Have you forgotten who it is that generates salvific faith? and the verses that tell us that it is not of ourselves? Have you not considered that regeneration is the means by which faith is given. Faith is the work of the Spirit of God in the person, necessarily generated by the Spirit (from our POV we might be tempted to say that "the Spirit can't help himself —he has to generate faith" for lack of a better way to describe what happens). The Spirit of God put there by God, for God's sake, to make us his dwelling place, changes us, changes our very nature, and I don't mean just makes us want better good, and access to God, etc, but that WE are changed, to a one-ness with God, by the Spirit. All our subsequent conscious obediences are still subconsciously by the Spirit. It is not just our choices, but him working in us both to will and to do of his good pleasure (i.e. according to his choice).
But consider 1 John 1:9. The Greek grammatical construction implies an awkward English rendering something like, "If we confess our sins, he is faithful and just to have already forgiven us our sins..." Completed action in the past, contingent on our current confession.
You want a repentance that results in regeneration? Have it your way, but the regeneration already happened, or the repentance would not be in faith.

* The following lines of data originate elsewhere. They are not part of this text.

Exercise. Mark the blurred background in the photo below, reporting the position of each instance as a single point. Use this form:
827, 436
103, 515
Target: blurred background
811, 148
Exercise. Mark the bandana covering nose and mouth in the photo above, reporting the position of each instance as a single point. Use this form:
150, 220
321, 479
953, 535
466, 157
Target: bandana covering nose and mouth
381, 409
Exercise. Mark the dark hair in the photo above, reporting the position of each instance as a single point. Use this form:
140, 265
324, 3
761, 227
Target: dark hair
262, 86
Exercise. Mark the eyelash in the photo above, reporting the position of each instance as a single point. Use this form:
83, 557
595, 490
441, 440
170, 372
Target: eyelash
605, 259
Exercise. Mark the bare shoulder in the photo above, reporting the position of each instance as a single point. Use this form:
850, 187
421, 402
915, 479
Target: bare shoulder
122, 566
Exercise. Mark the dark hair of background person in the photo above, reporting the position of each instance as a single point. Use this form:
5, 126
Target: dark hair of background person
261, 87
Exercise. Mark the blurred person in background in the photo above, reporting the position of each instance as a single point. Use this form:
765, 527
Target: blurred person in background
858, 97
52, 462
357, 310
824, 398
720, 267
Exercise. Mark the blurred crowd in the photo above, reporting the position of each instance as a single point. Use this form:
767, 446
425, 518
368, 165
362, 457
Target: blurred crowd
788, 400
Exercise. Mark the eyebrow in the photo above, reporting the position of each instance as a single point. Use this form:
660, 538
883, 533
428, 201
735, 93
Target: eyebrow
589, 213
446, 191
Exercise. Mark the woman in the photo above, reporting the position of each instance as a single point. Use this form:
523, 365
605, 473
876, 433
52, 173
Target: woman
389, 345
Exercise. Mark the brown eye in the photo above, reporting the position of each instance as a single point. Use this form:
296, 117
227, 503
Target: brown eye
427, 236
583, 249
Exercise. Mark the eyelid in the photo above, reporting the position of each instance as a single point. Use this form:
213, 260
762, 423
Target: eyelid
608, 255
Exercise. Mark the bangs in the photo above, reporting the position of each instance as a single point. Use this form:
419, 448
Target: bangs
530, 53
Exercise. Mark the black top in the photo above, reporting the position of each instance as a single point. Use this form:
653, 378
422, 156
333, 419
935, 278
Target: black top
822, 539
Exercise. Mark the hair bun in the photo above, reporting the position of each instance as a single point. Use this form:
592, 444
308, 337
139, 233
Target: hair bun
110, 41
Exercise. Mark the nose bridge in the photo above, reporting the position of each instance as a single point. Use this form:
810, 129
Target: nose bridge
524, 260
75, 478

If we do not have faith, we do not have the Spirit. If we do not have the Spirit we do not have regeneration. Both are the necessary result of the Spirit. But without the Spirit we do not have faith, therefore, we also do not have regeneration. But if the Spirit makes his home in us, we have regeneration by definition, and so we also have faith. Both are necessary results of God making his home in us. Neither are the result of the will of man.